Pretender el destierro de la ambición en la sociedad sería como querer quitarle la espina dorsal sobre la que está articulada. Pero sí se puede moderar y reorientar. Muchas iniciativas sociales y económicas pretenden una reorientación de la ambición. El que la gran corriente de lo humano, al menos en los países occidentales, esté asentada sobre la más cruda de las ambiciones no invalida los trabajos de quienes, en los márgenes, emplean lenguajes y formas de comportamiento con la ambición controlada cuando no con una forma evidentemente solidaria. No todo es el “estanque de tiburones” en que parecen haberse convertido las relaciones sociales.
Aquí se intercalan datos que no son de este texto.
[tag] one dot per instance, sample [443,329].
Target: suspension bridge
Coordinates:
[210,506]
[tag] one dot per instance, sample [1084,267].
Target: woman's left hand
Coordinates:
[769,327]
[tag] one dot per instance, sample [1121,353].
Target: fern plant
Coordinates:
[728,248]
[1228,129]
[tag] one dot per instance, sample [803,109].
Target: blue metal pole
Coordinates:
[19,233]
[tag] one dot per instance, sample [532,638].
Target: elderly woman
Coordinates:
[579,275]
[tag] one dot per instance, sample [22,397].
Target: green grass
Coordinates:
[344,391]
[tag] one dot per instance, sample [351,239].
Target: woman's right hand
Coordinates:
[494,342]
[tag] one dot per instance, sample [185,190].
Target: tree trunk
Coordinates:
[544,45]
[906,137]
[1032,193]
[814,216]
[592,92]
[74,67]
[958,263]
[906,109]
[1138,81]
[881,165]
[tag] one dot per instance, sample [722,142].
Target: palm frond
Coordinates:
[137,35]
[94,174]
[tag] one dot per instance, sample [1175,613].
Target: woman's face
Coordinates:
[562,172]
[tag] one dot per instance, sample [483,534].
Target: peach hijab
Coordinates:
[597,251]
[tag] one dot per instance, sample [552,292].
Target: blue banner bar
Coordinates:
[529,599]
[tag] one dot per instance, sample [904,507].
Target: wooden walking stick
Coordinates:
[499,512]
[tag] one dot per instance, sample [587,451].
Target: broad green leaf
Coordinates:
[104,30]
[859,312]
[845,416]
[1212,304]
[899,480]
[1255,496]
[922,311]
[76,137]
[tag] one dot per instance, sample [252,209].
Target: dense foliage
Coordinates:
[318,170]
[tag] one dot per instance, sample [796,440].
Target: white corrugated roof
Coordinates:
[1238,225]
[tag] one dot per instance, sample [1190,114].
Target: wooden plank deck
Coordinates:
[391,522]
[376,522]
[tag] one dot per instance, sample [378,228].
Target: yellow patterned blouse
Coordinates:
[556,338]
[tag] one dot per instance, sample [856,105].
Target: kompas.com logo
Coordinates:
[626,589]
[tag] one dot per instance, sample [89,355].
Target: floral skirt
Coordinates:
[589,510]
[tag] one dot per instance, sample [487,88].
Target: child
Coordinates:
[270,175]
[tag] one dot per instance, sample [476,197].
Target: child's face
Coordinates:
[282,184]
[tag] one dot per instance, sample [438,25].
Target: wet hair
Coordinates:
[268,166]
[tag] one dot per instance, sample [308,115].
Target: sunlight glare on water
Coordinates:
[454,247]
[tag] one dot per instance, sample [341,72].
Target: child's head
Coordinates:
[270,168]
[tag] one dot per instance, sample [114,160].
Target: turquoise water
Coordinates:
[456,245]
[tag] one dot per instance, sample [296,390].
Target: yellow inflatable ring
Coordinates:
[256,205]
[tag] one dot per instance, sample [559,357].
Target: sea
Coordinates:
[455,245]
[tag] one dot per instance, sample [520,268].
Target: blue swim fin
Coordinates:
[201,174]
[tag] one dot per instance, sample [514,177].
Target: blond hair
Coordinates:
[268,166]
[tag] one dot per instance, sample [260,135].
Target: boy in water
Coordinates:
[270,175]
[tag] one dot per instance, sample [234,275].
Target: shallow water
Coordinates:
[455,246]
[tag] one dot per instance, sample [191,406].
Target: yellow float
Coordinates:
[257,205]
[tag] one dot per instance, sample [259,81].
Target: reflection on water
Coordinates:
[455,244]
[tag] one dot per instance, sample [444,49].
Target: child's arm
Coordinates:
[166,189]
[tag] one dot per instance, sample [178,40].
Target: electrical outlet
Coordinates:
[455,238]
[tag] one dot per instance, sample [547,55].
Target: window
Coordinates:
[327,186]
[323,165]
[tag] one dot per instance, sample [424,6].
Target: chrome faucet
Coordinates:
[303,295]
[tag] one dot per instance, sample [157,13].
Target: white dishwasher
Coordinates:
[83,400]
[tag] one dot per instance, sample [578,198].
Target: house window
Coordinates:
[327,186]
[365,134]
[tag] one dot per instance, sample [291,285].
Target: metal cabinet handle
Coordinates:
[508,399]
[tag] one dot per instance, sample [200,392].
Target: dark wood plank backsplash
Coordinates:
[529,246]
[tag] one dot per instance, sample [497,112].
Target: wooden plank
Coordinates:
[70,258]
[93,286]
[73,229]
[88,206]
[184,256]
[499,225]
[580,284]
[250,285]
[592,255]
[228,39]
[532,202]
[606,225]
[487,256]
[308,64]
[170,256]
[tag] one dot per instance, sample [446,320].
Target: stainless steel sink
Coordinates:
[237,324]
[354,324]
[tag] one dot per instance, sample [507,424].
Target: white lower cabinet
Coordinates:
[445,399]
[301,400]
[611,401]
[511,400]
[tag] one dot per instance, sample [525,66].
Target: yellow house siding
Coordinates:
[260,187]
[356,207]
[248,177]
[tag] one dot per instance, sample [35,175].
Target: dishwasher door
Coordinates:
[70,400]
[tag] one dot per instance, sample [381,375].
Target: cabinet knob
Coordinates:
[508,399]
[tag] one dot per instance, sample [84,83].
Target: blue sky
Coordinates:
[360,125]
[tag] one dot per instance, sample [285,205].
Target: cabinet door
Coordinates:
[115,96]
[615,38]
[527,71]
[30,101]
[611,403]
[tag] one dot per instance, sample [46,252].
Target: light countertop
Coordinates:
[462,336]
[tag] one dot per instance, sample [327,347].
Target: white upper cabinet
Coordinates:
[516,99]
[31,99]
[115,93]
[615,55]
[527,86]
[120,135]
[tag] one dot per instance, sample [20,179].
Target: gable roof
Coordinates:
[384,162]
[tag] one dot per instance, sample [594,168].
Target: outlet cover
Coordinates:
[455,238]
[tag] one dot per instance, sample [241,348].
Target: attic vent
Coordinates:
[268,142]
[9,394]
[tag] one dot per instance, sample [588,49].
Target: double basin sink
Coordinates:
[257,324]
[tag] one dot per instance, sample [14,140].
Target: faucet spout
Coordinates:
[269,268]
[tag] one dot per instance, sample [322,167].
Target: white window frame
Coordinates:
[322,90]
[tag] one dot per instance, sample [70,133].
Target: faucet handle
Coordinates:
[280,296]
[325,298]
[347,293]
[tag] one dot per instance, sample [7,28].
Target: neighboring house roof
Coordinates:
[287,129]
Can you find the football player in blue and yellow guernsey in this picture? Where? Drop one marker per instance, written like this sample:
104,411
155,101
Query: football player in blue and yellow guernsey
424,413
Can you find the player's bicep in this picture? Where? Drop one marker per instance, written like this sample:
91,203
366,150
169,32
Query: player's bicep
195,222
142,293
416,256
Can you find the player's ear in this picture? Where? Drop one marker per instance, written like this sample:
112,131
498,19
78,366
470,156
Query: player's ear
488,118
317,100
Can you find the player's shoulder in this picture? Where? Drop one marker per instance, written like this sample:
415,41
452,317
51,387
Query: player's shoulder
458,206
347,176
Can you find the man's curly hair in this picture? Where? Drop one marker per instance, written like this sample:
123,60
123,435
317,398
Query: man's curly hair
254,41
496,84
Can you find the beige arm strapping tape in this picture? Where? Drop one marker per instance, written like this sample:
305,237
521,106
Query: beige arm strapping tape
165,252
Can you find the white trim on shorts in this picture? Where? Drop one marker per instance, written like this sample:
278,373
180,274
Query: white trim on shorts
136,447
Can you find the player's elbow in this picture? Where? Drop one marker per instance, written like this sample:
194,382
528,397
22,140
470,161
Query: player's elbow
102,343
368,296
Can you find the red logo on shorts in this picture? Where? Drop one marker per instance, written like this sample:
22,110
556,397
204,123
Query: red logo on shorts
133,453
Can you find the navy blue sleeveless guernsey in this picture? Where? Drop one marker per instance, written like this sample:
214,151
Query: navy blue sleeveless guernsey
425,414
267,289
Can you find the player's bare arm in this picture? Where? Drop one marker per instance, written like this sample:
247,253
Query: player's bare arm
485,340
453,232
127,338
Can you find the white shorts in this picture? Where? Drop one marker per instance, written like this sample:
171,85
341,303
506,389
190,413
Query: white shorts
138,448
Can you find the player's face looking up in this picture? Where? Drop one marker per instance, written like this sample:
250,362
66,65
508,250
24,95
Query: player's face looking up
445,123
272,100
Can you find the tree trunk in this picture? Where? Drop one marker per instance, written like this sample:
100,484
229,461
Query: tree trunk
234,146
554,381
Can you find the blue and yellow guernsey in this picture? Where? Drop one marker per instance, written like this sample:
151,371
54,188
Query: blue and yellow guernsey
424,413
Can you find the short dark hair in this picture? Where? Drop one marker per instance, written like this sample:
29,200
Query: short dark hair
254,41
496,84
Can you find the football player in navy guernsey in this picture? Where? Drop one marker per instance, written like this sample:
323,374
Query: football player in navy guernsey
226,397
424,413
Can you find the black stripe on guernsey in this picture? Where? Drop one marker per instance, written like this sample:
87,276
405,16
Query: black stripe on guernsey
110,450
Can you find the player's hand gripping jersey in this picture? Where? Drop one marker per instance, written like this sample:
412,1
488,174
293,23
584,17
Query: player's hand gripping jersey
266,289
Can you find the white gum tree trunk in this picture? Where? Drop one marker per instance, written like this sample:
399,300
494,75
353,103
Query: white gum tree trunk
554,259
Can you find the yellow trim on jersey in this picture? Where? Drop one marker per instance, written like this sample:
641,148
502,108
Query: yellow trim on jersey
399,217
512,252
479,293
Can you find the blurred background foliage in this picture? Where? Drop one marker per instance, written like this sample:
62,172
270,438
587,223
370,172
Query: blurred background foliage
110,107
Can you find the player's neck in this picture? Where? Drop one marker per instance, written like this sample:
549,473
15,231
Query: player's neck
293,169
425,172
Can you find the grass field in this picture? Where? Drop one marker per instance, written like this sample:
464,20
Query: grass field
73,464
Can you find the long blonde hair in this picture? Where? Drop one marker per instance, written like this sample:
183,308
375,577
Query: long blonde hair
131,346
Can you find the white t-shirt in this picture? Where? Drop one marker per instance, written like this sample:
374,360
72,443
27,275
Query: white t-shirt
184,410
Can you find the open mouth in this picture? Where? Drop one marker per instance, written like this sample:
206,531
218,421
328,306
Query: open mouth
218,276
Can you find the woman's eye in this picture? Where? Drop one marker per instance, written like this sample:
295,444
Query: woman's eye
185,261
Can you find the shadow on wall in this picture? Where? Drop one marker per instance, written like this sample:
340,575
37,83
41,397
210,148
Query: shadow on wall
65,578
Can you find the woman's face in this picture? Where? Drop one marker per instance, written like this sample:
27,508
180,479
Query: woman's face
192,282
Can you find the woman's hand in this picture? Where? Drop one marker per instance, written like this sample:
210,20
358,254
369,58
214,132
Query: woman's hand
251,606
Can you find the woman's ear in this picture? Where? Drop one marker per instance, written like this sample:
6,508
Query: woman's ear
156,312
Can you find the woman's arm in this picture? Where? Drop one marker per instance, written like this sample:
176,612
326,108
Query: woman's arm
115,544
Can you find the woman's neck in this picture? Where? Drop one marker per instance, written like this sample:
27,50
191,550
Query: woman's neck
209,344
Este trabajo del control de la ambición es también necesario en subsistemas como los religiosos, ya que albergan en su seno unos niveles de ambición realmente espeluznantes. Parece que, por derivado religioso, debería ser todo lo contrario, pero la historia y la realidad diaria lo desmienten. Mientras no se aireen los sótanos de la estructura, mientras no sean cuestionadas estructuras tan rígidas como las de la Curia Vaticana o tan llenas de prejuicios ambiciosos como el clericalismo reinante, siempre estará viva la necesidad de una reforma de fondo. Vivir en la burbuja religiosa que afirma y quiere hacer ver que esto no existe es cerrar los ojos a la realidad.
Hasta en las estructuras sociales de mayor componente relacional, como la familia, será preciso tener controlada la ambición. Porque la desigualdad real en las relaciones de pareja toma muchas veces la prepotencia del poder que es el rostro de la ambición. El equilibrio en el poder y el control de la ambición son piedras del cimiento real sobre la que se asienta la relación familiar.
La propia estructura personal habría de verse afectada por este control de la ambición ya que es, a veces, una tendencia irrefrenable en la persona la de tratar de apoderarse de la realidad íntima del otro. Porque es cierto que los ladrones roban cosas y son penados por la ley, caso de que les atrape. Pero la persona tiende a apropiarse de sentimientos, opiniones, perspectivas de vida, historias de dentro. Somos “ladrones de personas”. Si la ambición campa a sus anchas el ladronicio puede ser espantoso, destructor.